Dusky Grouper – Epinephelus marginatus


The Dusky Grouper, also known as Merou or Dusky Perch, is s species in the order of the Perciformes and thus belongs to the superclass of bony fish. The stock of Epinephelus marginatus is threatened by overfishing and is classified as highly endangered by the IUCN.

Dusky Grouper - Epinephelus marginatus merou Osteichthyes bony fish diving canary islands species atlantic ocean canaries
Dusky Grouper – Epinephelus marginatus

Description

The Dusky Grouper has a high-back and a laterally compressed body with a big mouth that extends behind the eyes. In addition, the lower jaw surpasses the upper jaw. The back and sides are brown to violet coloured, with yellow or white marbling.
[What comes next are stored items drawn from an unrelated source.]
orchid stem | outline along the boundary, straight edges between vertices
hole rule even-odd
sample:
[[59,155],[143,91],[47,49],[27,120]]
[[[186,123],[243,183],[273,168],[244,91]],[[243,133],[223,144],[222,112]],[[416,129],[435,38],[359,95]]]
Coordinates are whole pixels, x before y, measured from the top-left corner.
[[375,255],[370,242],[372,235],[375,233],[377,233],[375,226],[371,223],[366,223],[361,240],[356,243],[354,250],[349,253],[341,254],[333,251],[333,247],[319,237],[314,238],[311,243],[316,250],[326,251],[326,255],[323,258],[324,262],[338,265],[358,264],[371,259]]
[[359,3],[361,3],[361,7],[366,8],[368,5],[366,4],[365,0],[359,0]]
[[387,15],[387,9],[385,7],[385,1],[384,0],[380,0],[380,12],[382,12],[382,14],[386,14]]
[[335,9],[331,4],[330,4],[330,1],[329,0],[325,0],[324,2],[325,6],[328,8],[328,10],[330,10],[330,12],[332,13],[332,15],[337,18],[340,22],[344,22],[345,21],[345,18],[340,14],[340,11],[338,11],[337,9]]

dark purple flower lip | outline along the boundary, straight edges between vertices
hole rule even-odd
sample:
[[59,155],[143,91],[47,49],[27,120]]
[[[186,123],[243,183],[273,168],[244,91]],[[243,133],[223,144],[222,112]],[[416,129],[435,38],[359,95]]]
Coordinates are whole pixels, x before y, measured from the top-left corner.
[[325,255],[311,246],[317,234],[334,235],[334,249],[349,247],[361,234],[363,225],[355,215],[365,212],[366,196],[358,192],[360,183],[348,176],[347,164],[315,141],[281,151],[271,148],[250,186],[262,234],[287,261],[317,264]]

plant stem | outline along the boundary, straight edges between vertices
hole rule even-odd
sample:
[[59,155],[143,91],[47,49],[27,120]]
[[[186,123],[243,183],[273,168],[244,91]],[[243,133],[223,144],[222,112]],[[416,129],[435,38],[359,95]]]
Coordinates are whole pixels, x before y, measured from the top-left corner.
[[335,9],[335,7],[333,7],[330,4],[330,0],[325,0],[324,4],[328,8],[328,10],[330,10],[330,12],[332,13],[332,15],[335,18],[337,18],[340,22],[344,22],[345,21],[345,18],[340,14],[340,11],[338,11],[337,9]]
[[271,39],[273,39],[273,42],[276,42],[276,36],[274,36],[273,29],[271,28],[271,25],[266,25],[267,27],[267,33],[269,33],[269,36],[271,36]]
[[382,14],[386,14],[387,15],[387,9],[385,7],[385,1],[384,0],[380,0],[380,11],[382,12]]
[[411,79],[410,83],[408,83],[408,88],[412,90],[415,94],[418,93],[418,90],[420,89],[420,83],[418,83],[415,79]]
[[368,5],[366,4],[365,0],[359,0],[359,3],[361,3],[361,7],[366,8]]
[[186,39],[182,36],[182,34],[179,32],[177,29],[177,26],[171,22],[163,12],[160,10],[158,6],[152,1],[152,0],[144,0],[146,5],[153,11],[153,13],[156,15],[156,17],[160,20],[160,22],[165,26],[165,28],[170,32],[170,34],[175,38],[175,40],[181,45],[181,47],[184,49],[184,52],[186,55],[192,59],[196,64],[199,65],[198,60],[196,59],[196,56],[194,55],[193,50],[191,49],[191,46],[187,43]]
The abdomen is also yellowish.

It reaches a maximum size of 150cm in length and a maximum weight of 60kg.

Habitat and Distribution

Epinephelus marginatus can be found over rocky reefs with many hiding places, such as caves and gaps, down to a depth of 200m.
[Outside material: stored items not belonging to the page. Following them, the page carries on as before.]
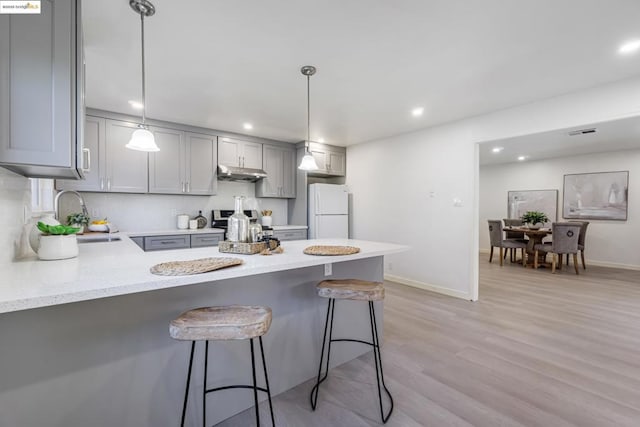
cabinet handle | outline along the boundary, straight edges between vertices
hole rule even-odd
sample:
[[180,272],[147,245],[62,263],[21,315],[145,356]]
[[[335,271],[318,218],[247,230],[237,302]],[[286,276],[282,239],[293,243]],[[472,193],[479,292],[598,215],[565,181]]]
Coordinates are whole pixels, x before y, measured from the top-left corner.
[[[82,154],[86,154],[87,155],[87,163],[84,162],[84,159],[82,159],[82,171],[83,172],[91,172],[91,150],[89,150],[88,148],[83,148],[82,149]],[[87,166],[86,168],[84,166]]]
[[184,182],[180,183],[180,191],[182,191],[184,193]]
[[191,193],[191,183],[187,181],[187,193]]
[[107,178],[107,191],[111,191],[111,178]]
[[100,177],[100,190],[104,190],[104,178]]

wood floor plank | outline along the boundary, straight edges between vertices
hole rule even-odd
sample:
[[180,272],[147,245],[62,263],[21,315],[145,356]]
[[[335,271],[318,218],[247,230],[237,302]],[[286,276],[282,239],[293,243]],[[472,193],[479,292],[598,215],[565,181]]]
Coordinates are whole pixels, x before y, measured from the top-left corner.
[[[475,303],[385,284],[386,425],[640,426],[640,271],[487,259]],[[375,384],[369,353],[330,372],[315,412],[312,380],[275,397],[277,424],[380,426]]]

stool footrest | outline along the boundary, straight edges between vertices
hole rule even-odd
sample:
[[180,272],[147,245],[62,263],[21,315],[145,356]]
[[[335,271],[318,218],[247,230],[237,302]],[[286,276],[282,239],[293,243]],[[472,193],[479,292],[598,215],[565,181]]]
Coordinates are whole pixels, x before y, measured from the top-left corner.
[[269,390],[267,390],[264,387],[253,387],[252,385],[225,385],[225,386],[222,386],[222,387],[210,388],[209,390],[206,390],[205,393],[211,393],[211,392],[220,391],[220,390],[230,390],[230,389],[233,389],[233,388],[248,388],[248,389],[251,389],[251,390],[253,390],[255,388],[258,391],[263,391],[265,393],[269,393]]
[[360,344],[366,344],[366,345],[370,345],[372,347],[378,347],[376,344],[372,343],[372,342],[368,342],[368,341],[362,341],[362,340],[354,340],[354,339],[349,339],[349,338],[338,338],[338,339],[332,339],[331,342],[359,342]]

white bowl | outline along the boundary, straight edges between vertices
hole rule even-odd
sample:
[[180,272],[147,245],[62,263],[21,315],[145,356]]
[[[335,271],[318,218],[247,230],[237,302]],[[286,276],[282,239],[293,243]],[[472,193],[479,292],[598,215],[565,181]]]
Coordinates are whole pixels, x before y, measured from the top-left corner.
[[108,224],[89,224],[89,231],[109,231]]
When diving in the Canaries you can observe it frequently. The large specimens are, however, more likely to be seen on Lanzarote, Fuerteventura and El Hierro. It is also found in the eastern Atlantic to the southern tip of Africa, the Mediterranean Sea and the western Atlantic on the coasts of Brazil, Argentina and Uruguay and in the western Indian Ocean.

Biology

The Dusky Grouper lives solitary and is territorial. While older specimens are deeper at around the 30m, one finds juveniles closer to the coast, in shallower water.
Their diet consists of small fish, crustaceans, cephalopods and other invertebrates.
Furthermore Epinephelus marginatus reaches an age of more than 60 years.

Reproduction

Epinephelus marginatus is a protogyne hermaphrodit. That means that it changes sex from female to male at a maximum size of 80cm or at the age from 12 to 17 years. The Dusky Grouper reaches its sexual maturity with about 5 years. In the north-eastern Atlantic it spawns from March to June. Small Groups of them gather and the sperm and eggs are released into the open water. The eggs are accordingly pelagic with the current until they hatch.